Want To Maximize Your Existing Facilities?

Manufacturing and supply chain leaders are focusing on maximizing productivity, efficiency, and uptime in their existing facilities.

manufacturing facility
Adobe Stock/ Nassorn

By Dennis Sanacore

In today’s economic climate, many manufacturing and supply chain leaders are tightening budgets and re-evaluating plans to construct new facilities. Instead, leaders are increasingly pivoting their focus to maximizing productivity, efficiency, and uptime at their existing facilities. This is a strong strategy for times of economic uncertainty, especially because there are countless ways to improve facility management and operational efficiency without breaking the bank.

One strategy for increasing efficiency is not often discussed, and in my experience working with hundreds of facility leaders and managers over many years, this is a huge missed opportunity. I’m talking specifically about safety.

We’ve all heard the statistics around safety when it comes to facility operations.
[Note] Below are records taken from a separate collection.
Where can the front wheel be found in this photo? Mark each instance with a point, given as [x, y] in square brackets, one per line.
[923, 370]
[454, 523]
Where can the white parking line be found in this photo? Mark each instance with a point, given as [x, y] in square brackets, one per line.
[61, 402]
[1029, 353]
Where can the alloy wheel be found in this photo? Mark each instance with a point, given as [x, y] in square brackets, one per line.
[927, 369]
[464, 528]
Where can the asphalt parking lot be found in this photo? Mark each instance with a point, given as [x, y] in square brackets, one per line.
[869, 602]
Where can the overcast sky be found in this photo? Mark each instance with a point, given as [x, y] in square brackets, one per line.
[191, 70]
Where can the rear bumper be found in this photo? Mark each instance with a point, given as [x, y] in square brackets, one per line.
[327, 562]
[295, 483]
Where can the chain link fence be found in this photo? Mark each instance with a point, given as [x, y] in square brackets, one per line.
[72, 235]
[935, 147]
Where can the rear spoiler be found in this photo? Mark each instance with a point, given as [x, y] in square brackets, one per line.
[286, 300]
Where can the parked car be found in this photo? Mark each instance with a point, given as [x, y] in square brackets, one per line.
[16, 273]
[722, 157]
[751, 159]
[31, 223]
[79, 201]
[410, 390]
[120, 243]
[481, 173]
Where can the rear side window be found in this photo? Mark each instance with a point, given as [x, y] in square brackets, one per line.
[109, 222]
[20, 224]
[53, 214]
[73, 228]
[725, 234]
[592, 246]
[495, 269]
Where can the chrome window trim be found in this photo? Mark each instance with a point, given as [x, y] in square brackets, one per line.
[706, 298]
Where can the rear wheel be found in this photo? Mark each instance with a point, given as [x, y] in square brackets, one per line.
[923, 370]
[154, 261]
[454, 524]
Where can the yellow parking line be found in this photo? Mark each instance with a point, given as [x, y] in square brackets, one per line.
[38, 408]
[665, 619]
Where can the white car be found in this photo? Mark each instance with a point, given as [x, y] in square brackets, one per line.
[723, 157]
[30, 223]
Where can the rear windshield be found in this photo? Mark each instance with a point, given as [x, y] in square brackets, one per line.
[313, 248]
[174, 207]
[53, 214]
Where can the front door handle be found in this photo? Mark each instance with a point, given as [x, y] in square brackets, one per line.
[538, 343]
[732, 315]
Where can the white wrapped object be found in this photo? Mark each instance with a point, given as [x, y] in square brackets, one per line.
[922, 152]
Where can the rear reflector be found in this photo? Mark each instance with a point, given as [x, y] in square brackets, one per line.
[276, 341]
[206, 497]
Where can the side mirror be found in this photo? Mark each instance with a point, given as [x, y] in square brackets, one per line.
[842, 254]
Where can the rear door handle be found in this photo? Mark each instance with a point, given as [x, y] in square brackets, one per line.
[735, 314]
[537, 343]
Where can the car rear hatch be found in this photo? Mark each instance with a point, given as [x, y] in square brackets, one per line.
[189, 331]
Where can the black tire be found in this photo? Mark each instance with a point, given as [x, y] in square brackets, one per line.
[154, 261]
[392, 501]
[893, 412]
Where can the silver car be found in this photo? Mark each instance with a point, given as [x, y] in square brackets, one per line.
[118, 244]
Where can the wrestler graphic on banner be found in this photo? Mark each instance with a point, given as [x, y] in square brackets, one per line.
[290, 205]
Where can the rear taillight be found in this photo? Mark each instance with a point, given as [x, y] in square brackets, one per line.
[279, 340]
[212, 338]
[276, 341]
Here are just a few:

  • 70% of all workplace accidents could have been avoided with proper safety precautions
  • Every three days, someone is killed in a forklift-related accident
  • $135 million in immediate costs are incurred due to forklift accidents annually
  • According to the American Supply Association, 25% of all industrial accidents occur at the loading dock

But here’s the thing—while we often discuss safety as our “number one priority,” and a major aspect of our day-to-day operations, we rarely look at safety as the most critical key to maximizing our bottom line. We just don’t draw that specific correlation between our safety practices and our revenue.

This is flawed thinking, because nothing is more inextricably linked to our productivity, uptime (and profitability) than the safe or unsafe choices we make around working conditions, equipment, and team behavior. These choices affect everything.

Safety Checkpoints In Facilities

Most of us are intimately familiar with the standards and recommendations of the Occupational Safety and Health Administration (OSHA). The government entity exists to assure the safety and health of America’s workers by setting and enforcing standards, providing training, conducting outreach, and leading educational initiatives.

While some of us may at times lament the watchful eye of OSHA, the organization is ultimately there to serve our biggest-picture objective: safe, seamless, and well-oiled operational excellence. At my organization, OSHA guidance directly informs the strategies and solutions we put together for our clients. Specifically, we like to use OSHA’s eight key safety checkpoints for warehouses as a starting point for evaluating clients’ facility operations, productivity, and efficacy. These eight safety checkpoints are as follows:

  1. Is the warehouse well ventilated?
  2. Are employees driving forklifts slowly on docks and dock plates?
  3. Are employees securing dock plates and checking to see if the plate can safely support the load?
  4. Are employees keeping clear of dock edges and never backing up forklifts to the dock’s edge?
  5. Are visual warnings provided near dock edges?
  6. Are there dock ladders and stairs in place to prevent dock jumping?
  7. Does your loading dock area and other areas that employees could fall four feet or more, have drop off protection?
  8. Does the facility have lockout/tagout procedures at loading dock?

If you haven’t already explored your facility’s adherence to these safety checkpoints, consider enacting a plan to do so—either by assigning a team member to lead the charge, or by selecting an expert partner to conduct the evaluation for you. Once in place, this team member or partner could also work on complementary approaches to further increase uptime and efficiency at your current facilities, such as building and executing a more rigorously executed maintenance program, and researching more modern, innovative equipment solutions that may keep your operations running smoothly for even longer.

Everything we do should start and end with safety, and that includes our approach to financial outcomes and profitability. OSHA’s checkpoints will point you in the right direction for immediate changes that could be implemented to improve your operations, uptime, and perhaps most significantly, profit margins, at one or more of your existing facilities—all within a minimal timeframe and investment.

Sanacore is Vice President of National Accounts at Miner, the docks and doors special division of OnPoint Group. He has more than two decades of experience within the facility services, warehousing and logistics sector.